L’homme est la réussite de
la vie qui se libère de la matière
7) Partout hors l’homme,
l’élan vital = pris au piège des formes inventées pour contourner la nécessité
(cf. V.5) : chaque création se fige dans une organisation matérielle
donnée (telle forme de plante, par ex.) et répète machinalement les formes
créées comme si elles étaient éternelles. Dans les individus vivants le
mouvement de progrès vital devient chose, il se fige, se solidifie, se mortifie
dans la répétition. Ce pourquoi, si la nature invente encore de « véritables
œuvres d’art », c’est en-deça de l’individu qui, non créateur,
« ne choisit pas ». Sur une autre ligne d’évolution que celle
des végétaux, l’animalité, la mobilité et la conscience s’éveillent. Par là
l’individualité (affect – désir - conscience) se développe. Mais là encore,
esclave du besoin soit des formes répétitives de l’espèce en lui, l’animal
quoique plus individué que le végétal reste enfermé. Ce n’est qu’avec l’homme
que « la chaîne se brise » - du besoin au désir,
autonomisation de la conscience, instrumentalisation consciente de la matière
par la technique. Le cerveau, encore largement au service d’une vie aveugle
chez l’animal, ouvre chez l’homme l’espace du virtuel, de l’indéterminé, du
possible, du délai pour l’action dans lequel la conscience va s’engouffrer (cf.
III.4).
La vie est une poussée
créatrice à travers les résistances de la matière
8) Bergson souligne la
possibilité de création d’une matière qui ressemble à la matière vivante mais
refuse que l’on puisse créer la vie elle-même.

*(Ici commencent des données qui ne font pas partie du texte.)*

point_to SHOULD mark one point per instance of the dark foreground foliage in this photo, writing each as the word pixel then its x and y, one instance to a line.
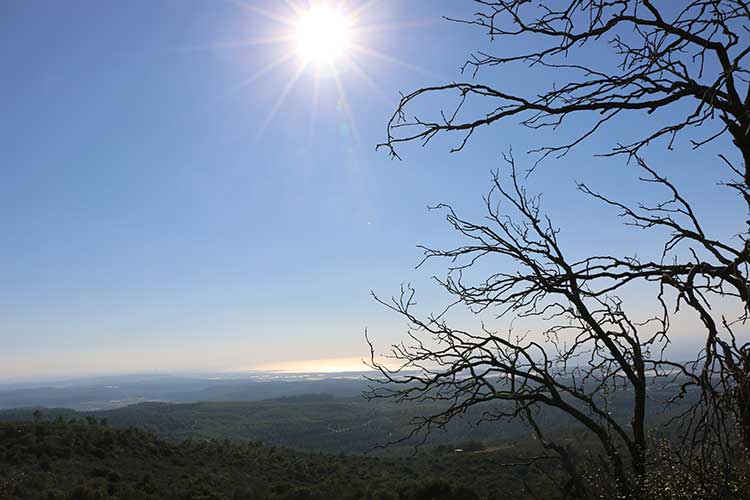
pixel 91 461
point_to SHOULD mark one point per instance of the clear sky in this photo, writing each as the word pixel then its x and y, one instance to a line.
pixel 176 194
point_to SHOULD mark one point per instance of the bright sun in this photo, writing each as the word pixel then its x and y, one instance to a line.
pixel 322 35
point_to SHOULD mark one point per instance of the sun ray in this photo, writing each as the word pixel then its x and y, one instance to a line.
pixel 380 28
pixel 261 72
pixel 368 81
pixel 280 100
pixel 379 55
pixel 315 99
pixel 263 12
pixel 240 44
pixel 347 109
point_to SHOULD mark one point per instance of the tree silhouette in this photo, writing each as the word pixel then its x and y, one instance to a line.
pixel 685 60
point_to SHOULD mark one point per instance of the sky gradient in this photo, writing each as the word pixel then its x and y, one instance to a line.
pixel 162 209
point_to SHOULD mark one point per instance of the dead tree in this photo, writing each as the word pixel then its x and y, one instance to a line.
pixel 669 55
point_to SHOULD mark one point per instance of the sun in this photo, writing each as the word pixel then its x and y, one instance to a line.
pixel 322 35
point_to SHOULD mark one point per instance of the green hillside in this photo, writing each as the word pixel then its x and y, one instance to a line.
pixel 87 461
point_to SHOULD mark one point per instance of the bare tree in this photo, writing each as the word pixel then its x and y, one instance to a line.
pixel 686 59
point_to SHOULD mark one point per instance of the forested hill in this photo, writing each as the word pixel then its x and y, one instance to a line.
pixel 319 423
pixel 91 461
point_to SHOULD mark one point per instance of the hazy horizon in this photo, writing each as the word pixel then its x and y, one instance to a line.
pixel 187 188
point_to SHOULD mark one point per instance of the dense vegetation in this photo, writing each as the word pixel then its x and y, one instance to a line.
pixel 311 423
pixel 90 460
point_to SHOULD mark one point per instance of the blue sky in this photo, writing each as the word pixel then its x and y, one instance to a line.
pixel 154 216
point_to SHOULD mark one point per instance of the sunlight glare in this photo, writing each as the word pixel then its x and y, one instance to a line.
pixel 322 35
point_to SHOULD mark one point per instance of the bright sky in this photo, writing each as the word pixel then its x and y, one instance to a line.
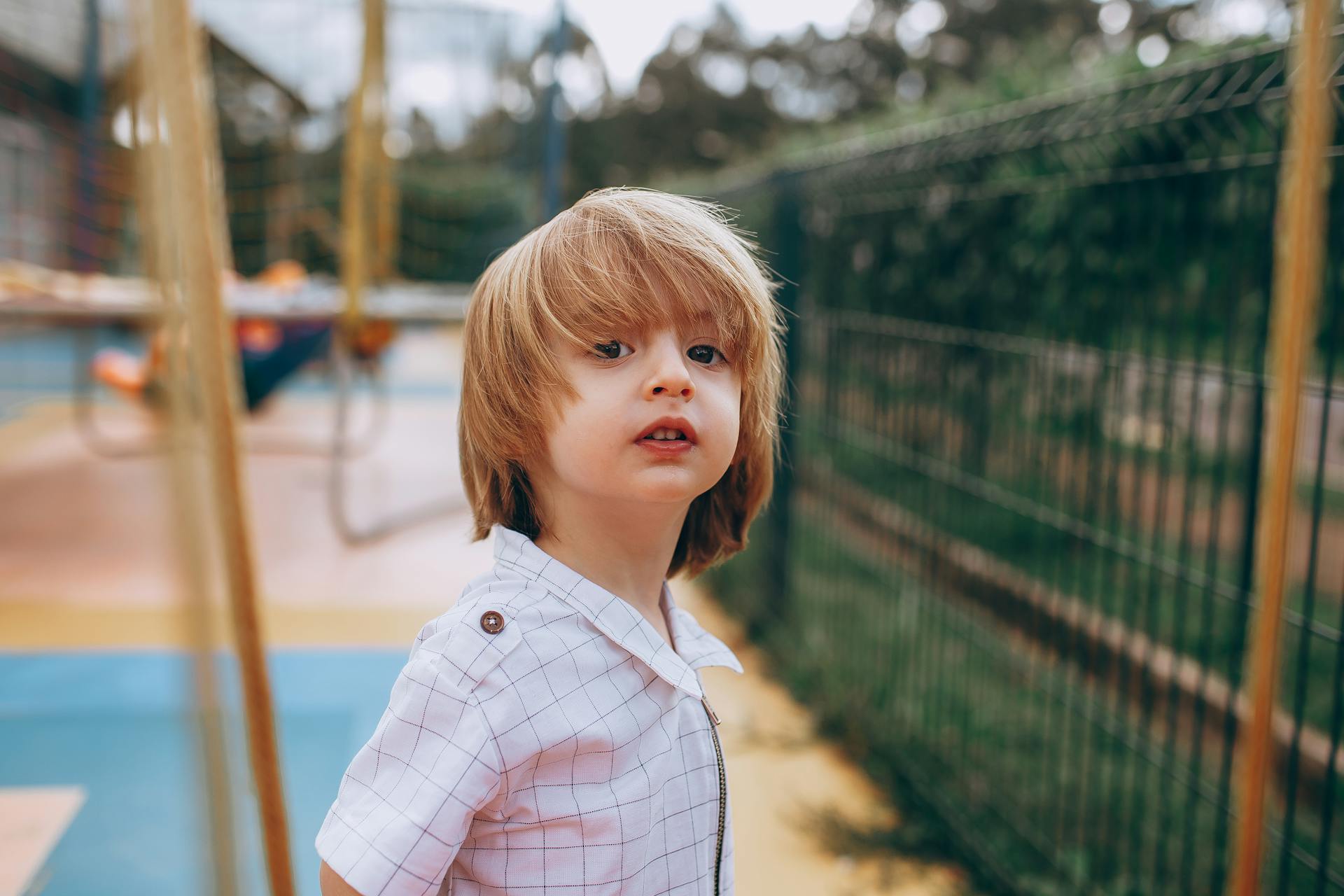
pixel 628 33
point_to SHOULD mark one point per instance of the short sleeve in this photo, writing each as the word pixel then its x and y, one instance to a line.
pixel 407 798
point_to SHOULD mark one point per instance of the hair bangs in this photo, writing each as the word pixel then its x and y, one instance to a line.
pixel 619 264
pixel 604 282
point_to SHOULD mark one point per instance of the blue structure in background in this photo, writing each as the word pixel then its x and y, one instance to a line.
pixel 120 726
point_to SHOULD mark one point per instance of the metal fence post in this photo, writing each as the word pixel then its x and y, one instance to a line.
pixel 788 267
pixel 1300 232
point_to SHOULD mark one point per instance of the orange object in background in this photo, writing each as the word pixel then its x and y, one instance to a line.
pixel 372 336
pixel 120 371
pixel 286 276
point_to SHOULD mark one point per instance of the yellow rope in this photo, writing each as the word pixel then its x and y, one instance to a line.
pixel 192 223
pixel 363 131
pixel 1298 234
pixel 159 253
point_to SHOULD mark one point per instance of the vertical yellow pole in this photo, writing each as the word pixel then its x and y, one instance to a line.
pixel 1298 237
pixel 160 255
pixel 363 125
pixel 213 359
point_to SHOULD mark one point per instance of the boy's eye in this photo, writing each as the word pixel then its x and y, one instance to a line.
pixel 705 354
pixel 610 351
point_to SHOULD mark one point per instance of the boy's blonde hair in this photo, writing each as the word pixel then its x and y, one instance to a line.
pixel 588 276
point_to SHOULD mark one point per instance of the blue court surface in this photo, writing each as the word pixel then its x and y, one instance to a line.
pixel 118 724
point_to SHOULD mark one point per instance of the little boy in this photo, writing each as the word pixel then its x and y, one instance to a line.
pixel 550 734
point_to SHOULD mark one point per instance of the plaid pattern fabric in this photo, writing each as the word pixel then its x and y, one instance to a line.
pixel 569 752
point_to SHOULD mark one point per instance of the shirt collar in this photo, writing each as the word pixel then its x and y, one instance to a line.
pixel 619 620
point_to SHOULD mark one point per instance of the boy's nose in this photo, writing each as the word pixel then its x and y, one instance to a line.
pixel 668 375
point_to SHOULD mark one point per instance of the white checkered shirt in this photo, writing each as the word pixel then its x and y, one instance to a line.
pixel 569 752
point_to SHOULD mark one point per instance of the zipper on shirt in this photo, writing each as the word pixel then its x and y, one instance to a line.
pixel 723 790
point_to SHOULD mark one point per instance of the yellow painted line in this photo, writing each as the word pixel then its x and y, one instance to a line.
pixel 43 625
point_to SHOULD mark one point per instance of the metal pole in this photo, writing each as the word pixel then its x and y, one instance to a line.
pixel 90 83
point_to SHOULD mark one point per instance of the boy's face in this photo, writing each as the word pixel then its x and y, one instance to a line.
pixel 596 451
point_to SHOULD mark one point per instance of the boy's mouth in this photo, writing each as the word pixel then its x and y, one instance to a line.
pixel 668 429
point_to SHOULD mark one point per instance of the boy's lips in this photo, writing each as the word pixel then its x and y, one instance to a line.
pixel 670 424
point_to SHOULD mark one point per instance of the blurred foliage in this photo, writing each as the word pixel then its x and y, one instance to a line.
pixel 711 99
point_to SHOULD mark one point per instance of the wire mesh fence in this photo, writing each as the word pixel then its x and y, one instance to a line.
pixel 1012 564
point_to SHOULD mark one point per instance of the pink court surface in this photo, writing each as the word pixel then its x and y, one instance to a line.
pixel 97 757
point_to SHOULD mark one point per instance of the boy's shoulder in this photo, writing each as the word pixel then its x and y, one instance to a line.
pixel 498 613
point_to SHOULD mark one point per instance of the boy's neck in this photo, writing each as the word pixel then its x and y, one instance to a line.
pixel 626 554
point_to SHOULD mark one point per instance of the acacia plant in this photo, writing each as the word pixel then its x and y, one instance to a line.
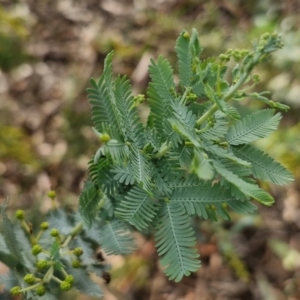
pixel 193 158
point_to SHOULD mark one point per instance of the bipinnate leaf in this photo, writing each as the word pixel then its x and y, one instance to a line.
pixel 175 242
pixel 249 190
pixel 263 166
pixel 137 208
pixel 184 58
pixel 253 127
pixel 201 166
pixel 8 232
pixel 207 201
pixel 132 126
pixel 84 283
pixel 115 238
pixel 88 202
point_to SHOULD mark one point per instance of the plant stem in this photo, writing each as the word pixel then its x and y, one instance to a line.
pixel 162 151
pixel 232 90
pixel 184 95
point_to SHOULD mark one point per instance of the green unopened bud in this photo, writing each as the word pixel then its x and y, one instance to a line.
pixel 20 214
pixel 16 290
pixel 54 232
pixel 186 35
pixel 104 138
pixel 40 290
pixel 44 226
pixel 42 264
pixel 65 286
pixel 36 249
pixel 51 194
pixel 69 279
pixel 76 264
pixel 29 278
pixel 78 251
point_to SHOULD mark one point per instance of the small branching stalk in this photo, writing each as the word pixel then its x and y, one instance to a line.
pixel 194 158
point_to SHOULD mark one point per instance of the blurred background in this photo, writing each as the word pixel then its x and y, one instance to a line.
pixel 49 49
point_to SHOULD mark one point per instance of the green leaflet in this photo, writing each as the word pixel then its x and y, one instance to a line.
pixel 84 284
pixel 184 59
pixel 137 208
pixel 102 176
pixel 218 131
pixel 115 238
pixel 175 242
pixel 187 48
pixel 88 203
pixel 102 100
pixel 161 94
pixel 263 166
pixel 201 166
pixel 124 174
pixel 141 169
pixel 246 188
pixel 207 201
pixel 131 123
pixel 253 127
pixel 185 161
pixel 8 232
pixel 218 151
pixel 161 74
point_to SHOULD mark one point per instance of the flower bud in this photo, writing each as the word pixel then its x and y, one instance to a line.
pixel 40 290
pixel 51 194
pixel 65 286
pixel 69 279
pixel 78 251
pixel 44 226
pixel 16 290
pixel 42 264
pixel 20 214
pixel 104 138
pixel 54 232
pixel 36 249
pixel 29 278
pixel 76 264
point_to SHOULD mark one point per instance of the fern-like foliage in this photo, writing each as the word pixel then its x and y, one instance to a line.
pixel 253 127
pixel 175 241
pixel 115 238
pixel 192 158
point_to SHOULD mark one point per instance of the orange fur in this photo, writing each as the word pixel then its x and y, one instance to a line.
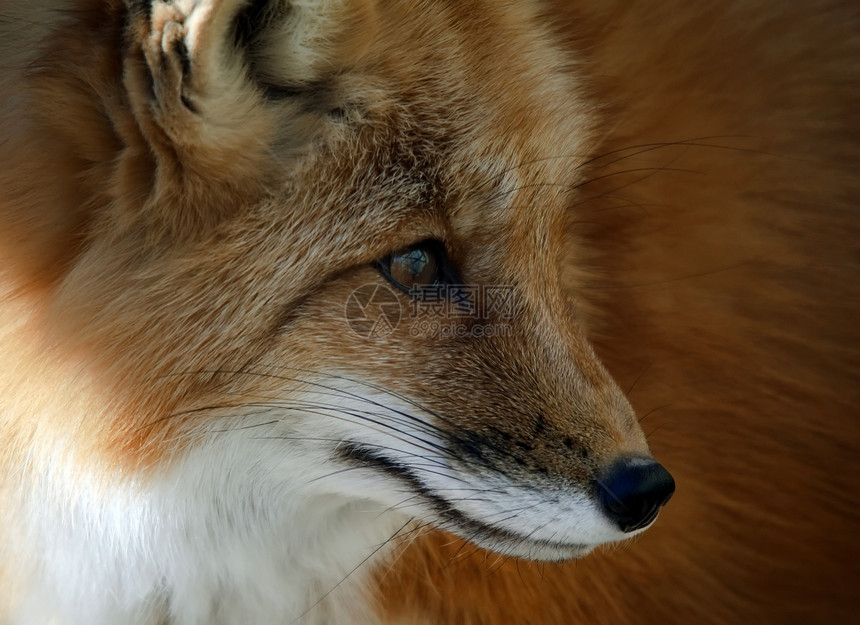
pixel 723 230
pixel 688 171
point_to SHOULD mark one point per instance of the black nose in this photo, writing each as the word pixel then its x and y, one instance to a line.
pixel 633 490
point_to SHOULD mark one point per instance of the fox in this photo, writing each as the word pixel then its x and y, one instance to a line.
pixel 356 312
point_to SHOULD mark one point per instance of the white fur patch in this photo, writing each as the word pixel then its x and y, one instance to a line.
pixel 261 522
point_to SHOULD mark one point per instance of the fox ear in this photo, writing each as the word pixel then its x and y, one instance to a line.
pixel 213 82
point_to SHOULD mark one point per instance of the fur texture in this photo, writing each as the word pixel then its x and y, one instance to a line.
pixel 191 193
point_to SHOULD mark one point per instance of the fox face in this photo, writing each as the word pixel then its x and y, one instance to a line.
pixel 268 182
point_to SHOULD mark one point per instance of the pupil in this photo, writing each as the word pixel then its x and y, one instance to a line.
pixel 415 262
pixel 414 267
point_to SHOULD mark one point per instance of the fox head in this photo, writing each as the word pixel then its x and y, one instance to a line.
pixel 321 245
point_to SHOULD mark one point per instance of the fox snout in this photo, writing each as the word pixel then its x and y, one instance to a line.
pixel 631 492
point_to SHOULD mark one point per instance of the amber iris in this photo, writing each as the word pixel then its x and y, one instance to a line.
pixel 415 267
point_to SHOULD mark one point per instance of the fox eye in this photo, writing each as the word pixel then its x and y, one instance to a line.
pixel 414 267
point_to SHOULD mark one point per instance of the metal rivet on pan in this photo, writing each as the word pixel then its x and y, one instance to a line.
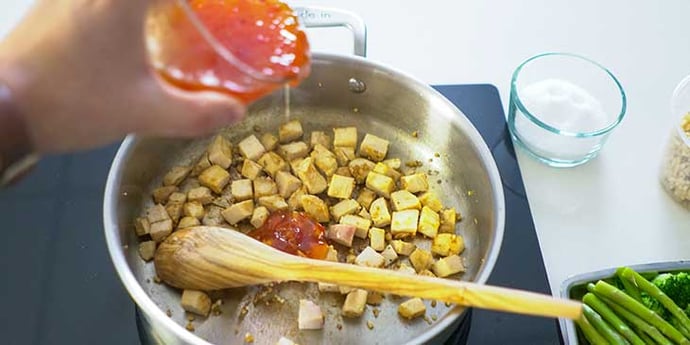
pixel 357 86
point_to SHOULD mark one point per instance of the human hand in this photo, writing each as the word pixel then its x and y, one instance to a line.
pixel 79 74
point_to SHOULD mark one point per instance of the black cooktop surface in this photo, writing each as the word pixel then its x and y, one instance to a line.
pixel 59 286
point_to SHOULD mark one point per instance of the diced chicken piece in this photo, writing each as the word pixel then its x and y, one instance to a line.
pixel 273 163
pixel 445 244
pixel 404 223
pixel 194 209
pixel 380 215
pixel 220 152
pixel 429 222
pixel 448 266
pixel 355 302
pixel 200 194
pixel 259 216
pixel 360 223
pixel 295 200
pixel 215 178
pixel 188 222
pixel 161 194
pixel 366 197
pixel 360 168
pixel 147 249
pixel 287 183
pixel 448 220
pixel 347 206
pixel 373 147
pixel 369 258
pixel 341 234
pixel 292 151
pixel 403 200
pixel 250 169
pixel 290 131
pixel 251 148
pixel 157 213
pixel 176 175
pixel 389 255
pixel 269 141
pixel 142 227
pixel 310 177
pixel 431 200
pixel 161 230
pixel 310 315
pixel 415 183
pixel 402 247
pixel 344 155
pixel 381 184
pixel 264 186
pixel 393 163
pixel 318 137
pixel 273 203
pixel 374 298
pixel 345 136
pixel 377 239
pixel 315 207
pixel 238 212
pixel 412 308
pixel 196 302
pixel 241 190
pixel 421 259
pixel 341 187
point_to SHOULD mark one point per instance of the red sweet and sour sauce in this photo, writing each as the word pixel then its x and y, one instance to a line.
pixel 294 233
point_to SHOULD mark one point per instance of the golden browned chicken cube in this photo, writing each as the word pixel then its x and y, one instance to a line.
pixel 412 308
pixel 290 131
pixel 215 178
pixel 448 220
pixel 381 184
pixel 360 168
pixel 194 209
pixel 142 227
pixel 251 148
pixel 269 141
pixel 250 169
pixel 447 244
pixel 295 150
pixel 355 302
pixel 380 216
pixel 259 216
pixel 241 189
pixel 404 223
pixel 264 186
pixel 238 212
pixel 273 203
pixel 347 206
pixel 273 163
pixel 373 147
pixel 147 250
pixel 196 302
pixel 220 152
pixel 315 207
pixel 287 183
pixel 200 194
pixel 448 266
pixel 176 175
pixel 341 187
pixel 310 177
pixel 415 183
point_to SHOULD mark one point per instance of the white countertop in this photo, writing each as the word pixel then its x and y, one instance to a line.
pixel 606 213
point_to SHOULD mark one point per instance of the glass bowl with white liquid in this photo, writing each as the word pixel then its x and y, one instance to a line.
pixel 563 107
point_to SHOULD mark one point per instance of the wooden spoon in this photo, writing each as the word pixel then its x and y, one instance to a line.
pixel 212 258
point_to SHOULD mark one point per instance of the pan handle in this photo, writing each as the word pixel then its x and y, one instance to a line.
pixel 324 17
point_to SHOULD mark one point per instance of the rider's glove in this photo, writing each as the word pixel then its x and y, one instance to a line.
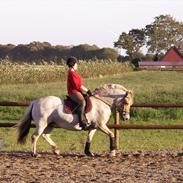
pixel 89 93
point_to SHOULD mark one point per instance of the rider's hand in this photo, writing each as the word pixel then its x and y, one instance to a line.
pixel 89 93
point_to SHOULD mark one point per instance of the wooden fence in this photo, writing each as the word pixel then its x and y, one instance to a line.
pixel 116 126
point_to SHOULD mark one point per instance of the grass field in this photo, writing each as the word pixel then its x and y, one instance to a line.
pixel 148 87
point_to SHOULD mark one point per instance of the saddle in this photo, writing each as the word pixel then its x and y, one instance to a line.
pixel 70 107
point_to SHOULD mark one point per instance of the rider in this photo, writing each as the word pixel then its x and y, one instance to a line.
pixel 76 89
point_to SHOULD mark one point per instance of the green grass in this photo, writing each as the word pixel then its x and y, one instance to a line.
pixel 148 87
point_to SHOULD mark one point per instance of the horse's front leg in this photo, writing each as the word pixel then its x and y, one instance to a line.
pixel 88 142
pixel 107 131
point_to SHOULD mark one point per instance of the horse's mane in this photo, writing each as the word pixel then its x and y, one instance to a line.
pixel 108 89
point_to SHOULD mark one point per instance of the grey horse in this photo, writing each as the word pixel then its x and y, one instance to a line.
pixel 48 112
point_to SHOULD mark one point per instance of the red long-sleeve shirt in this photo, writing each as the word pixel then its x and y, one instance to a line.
pixel 74 81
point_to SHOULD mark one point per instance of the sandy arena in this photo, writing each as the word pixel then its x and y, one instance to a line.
pixel 140 167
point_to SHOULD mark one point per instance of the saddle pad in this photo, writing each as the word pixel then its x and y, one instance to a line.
pixel 71 107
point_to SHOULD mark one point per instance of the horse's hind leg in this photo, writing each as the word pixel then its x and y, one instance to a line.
pixel 107 131
pixel 46 136
pixel 88 142
pixel 40 127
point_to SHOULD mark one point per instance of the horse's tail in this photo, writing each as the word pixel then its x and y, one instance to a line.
pixel 24 126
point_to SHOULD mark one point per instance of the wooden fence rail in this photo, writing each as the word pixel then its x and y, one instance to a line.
pixel 150 105
pixel 116 126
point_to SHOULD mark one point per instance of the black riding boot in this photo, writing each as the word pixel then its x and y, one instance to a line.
pixel 83 122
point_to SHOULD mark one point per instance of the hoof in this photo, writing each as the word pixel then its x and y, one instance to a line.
pixel 36 155
pixel 56 152
pixel 113 153
pixel 89 154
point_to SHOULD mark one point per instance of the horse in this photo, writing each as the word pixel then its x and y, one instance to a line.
pixel 48 112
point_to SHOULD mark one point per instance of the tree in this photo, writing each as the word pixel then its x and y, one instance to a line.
pixel 131 41
pixel 164 32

Cf. Pasteur en 1862 : pas
de génération spontanée de la vie à partir de la matière, cf. Frankenstein.
Cependant la vie ne viole aucune loi physique : elle utilise les forces
matérielles à son profit, épouse ainsi ses formes et procède par structuration
et agencement matériel. Bacon : « Pour commander à la nature, il
faut savoir lui obéir. ». Aussi peut-on reproduire en laboratoire certains
composés de la vie : cf. fin 19ème : synthèse de l’urée. 1952, Stanley Miller à
partir du méthane, de l’ammoniac, de l’hydrogène, de vapeur d’eau et de gaz
carbonique – condition supposée de la terre primitive – produit des acides
aminés, molécules composantes de la vie. Bergson : la vie se serait
installée « dans un certain genre de matière qui commençait ou aurait
pu commencé à se fabriquer ». Cf. encore aujourd’hui, théorie du Big
Bang et construction de modèles permettant de penser la transformation des
quarks en protons et neutrons, de ceux-ci en noyaux, des noyaux joints aux
électrons en atomes, puis de ceux-ci en molécules, de molécules en acides
aminés... Mais, selon Bergson, ce mouvement de complexification ne saurait
pourtant créer la vie même, soit cet élan vital, cette force spirituelle, qui
traverse les vivants et rendrait compte de l’évolution.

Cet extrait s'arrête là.